There are smartphone applications on the market for just about any aspect of life, from running to recipes. Now there’s even a smartphone application for monitoring water pH.
Sensorex, manufacturer of water sensor technology, created a new pH sensor interface for Apple iPhones, iPods and iPads called the PH-1.
The last couple years or so we’ve been looking at the idea,
said Sensorex Sales Manager Ben Barker
He said the company’s engineers found that a pH sensor would work with the iPhone platform, and the phone’s popularity sold the idea to company executives.
The device simply plugs in to Apple’s wire port. A free application lets users measure pH and temperature, log data and record GPS location. Barker said that the device can replace expensive data loggers and pH testers compatible to said data loggers. It also negates the need for hand-recording data while in the field. The location data gleaned from the iPhone’s GPS can help organize testing across several sites.

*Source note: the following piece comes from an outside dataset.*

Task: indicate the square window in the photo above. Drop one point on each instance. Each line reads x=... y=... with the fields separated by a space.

The readings and GPS data are stored in the phone’s memory and can be emailed to the user for record keeping. Data storage is limited by the amount of space on the device’s hard drive.
The sensor draws a small amount of power from the phone’s battery. It converts pH signal to millivolts. That signal is then converted from analog to digital, which the iPhone reads.
The biggest difficulty in developing the PH-1, Barker said, was getting properly licensed by Apple. Application licenses cost tens of thousands of dollars and Sensorex had to make sure that they followed Apple’s legal stipulations.
The PH-1 opened up a new market to Sensorex. The firm mainly sells to other manufacturers and vendors that either rebrand the sensors or add them to other products. The PH-1 is sold straight to consumers, many of which are not career scientists. Barker said that pool owners, aquarium enthusiasts, hydroponic gardeners and even meat and cheese makers are using the PH-1.
Barker said the PH-1’s smartphone compatibility and user friendliness also lends itself to academic environments.
Though PH-1 customer reviews are generally good, there is one common complaint. “People don’t like to have their phone around liquid,” Barker said.
Future versions of the PH-1 will probably use Bluetooth connectivity to keep phones at a safe distance from water and build compatibility with more cellphones, including the Android platform. Sensorex is also considering smartphone-based sensors for other water quality parameters, including conductivity and dissolved oxygen, Barker said.
The PH-1 module costs $175 and is available with three different pH sensors, each at an additional cost. One sensor records pH, one records pH and temperature and one has a spear tip for measurements in food products.